A significant immunological reaction was reported after the autologous dendritic cell vaccine by evaluating serum cytokine levels, translated by an increased production of interferon-gamma (IFN-γ). Nevertheless, no association was found between cytokine proliferation and survival rates [270,271].
The role of cytokines as immunotherapeutic targets may offer an avenue for promising results, especially when it comes to transforming growth factor beta (TGFβ) [272] and colony stimulating factor 1 (CSF1) [273], but this field needs further research.

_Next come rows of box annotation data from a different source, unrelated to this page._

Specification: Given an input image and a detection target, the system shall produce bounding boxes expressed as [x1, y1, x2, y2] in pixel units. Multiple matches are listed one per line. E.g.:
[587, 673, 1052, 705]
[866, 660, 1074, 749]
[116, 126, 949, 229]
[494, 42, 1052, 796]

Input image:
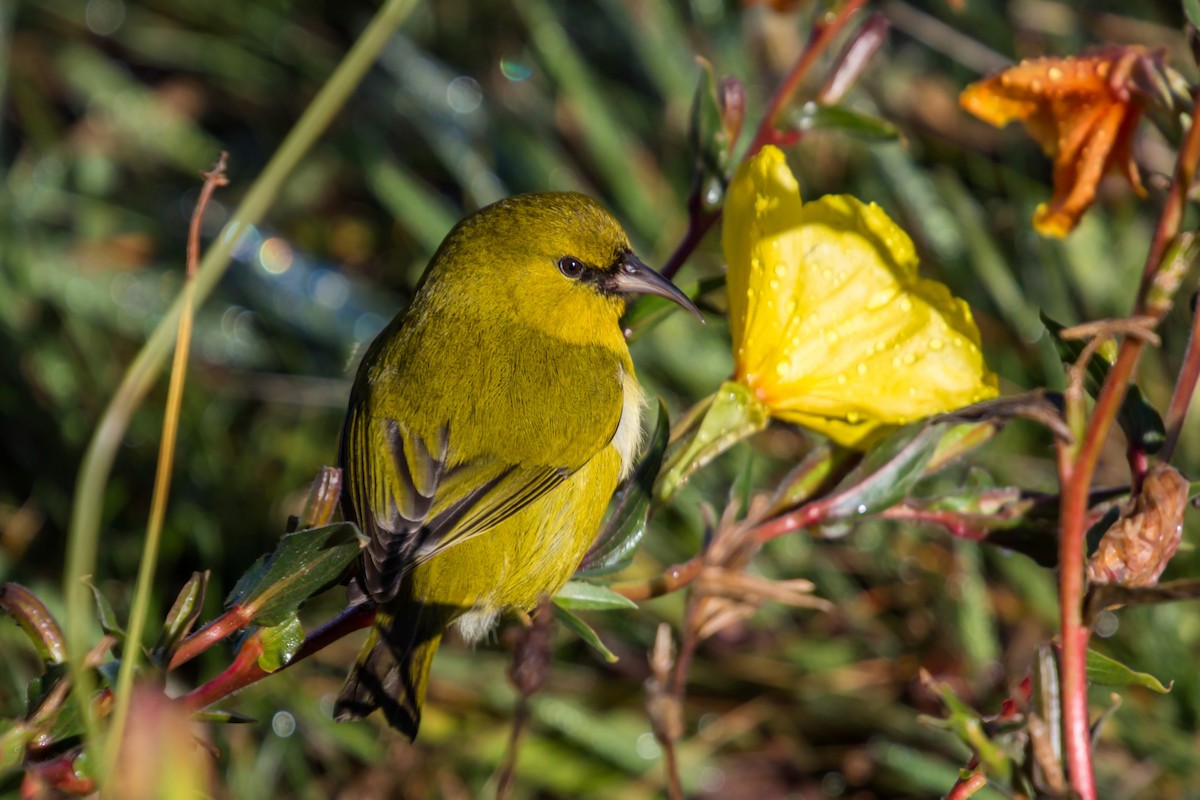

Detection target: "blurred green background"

3.6. New or Potential Biomarkers for GBM (Table 6)

3.6.1. Aurora Kinase A

It has been stated that aurora kinase A (AURKA) has a major role in cell cycle progression, tumor development, and treatment resistance, and it is associated with a dismal prognosis. Its most important pathological trait is represented by overexpression/upregulation, and nowadays, multiple inhibitors are being evaluated for different cancers [274]. Alisertib, which is an inhibitor of this serine/threonine kinase, demonstrated significant antiproliferative activity against GBM, especially when combined with TPI 287 and GBM stem cells, interfering with mitotic slippage in GB30 neurosphere cells [275]. It seems that alisertib can activate EGFR signaling in GBM, which subsequently increases LPCAT1 expression and alters the phospholipid composition of GBM [274]. Although, in other types of cancer, LPCAT1 was found to sustain malignant cells, in GBM, the increased expression was found to inhibit cellular proliferation. Other than alisertib, AMG900 and AT9238 (a small-molecule inhibitor) also demonstrated benefits in GBM, but further research is needed [274].
The inhibition of AURKA in GBM could also be beneficial when associated with high radiation doses, suppressing tumoral growth [276], and the miR-124–AURKA axis can regulate tumoral growth and chemosensitivity. Thus, by inhibiting AURKA, miR-124 will not only block GBM development but even potentiate chemosensitivity [277]. Another promising, highly synergic combination for GBM treatment is represented by dual AURKA/BET inhibition, respectively alisertib and birabresib, a pan-BET inhibitor [278]. In addition, the dual inhibition of aurora kinases and Lim kinases by F114 demonstrated promising results in a recent study regarding GBM [279].
It is worth mentioning that in GBM, POLE2 can regulate AURKA-mediated FOXM1 ubiquitination, which may be the basis of molecular treatment in this disease [280].
All these results show that the acute and chronic inhibition of AURKA, as well as dual inhibitions, could be beneficial in patients with GBM and that this biomarker could be a significant therapeutic target in the future [281].
Table 6. Summary of described new or potential biomarkers in GBM.
Table 6. Summary of described new or potential biomarkers in GBM.
Biomarker NameIdentified Trait in GBMImpact on GBM
Aurora kinase A (AURKA)Overexpression/upregulation.Inhibition of this biomarker demonstrated significant antiproliferative activity against GBM, suppressing tumoral growth and sustaining chemosensitivity.
Nuclear division cycle 80 (NDC80), Kinesin superfamily protein 4A (KIF4A), and nucleolar and spindle-associated protein 1 (NUSAP1)Overexpression.They have a crucial role in tumorigenesis. Their inhibition induced the arresting and apoptosis of GBM cells. They can be precise diagnosis and prognosis biomarkers.
Dickkopf WNT signaling pathway inhibitor 3 (DKK3)Downregulation/expression.DKK3 expression can significantly impact immunosuppression and predict a dismal prognosis. Indirectly involved in tumoral proliferation.
Thrombospondin-1 (TSP-1)OverexpressionCan predict survival rates and is correlated with tumoral expansion and invasiveness, as well as treatment resistance.
Podoplanin (PDPN)OverexpressionHigh amounts of PDPN are correlated with shorter survival rates and aggressiveness. Could be a promising therapeutic target, blocking GBM development and progression.
Annexin A1 (ANXA1) and collagen type VI alpha 1 chain (COL6A1)Upregulated in high-risk GBM patients.Involved in neovascularization and associated with a worse prognosis.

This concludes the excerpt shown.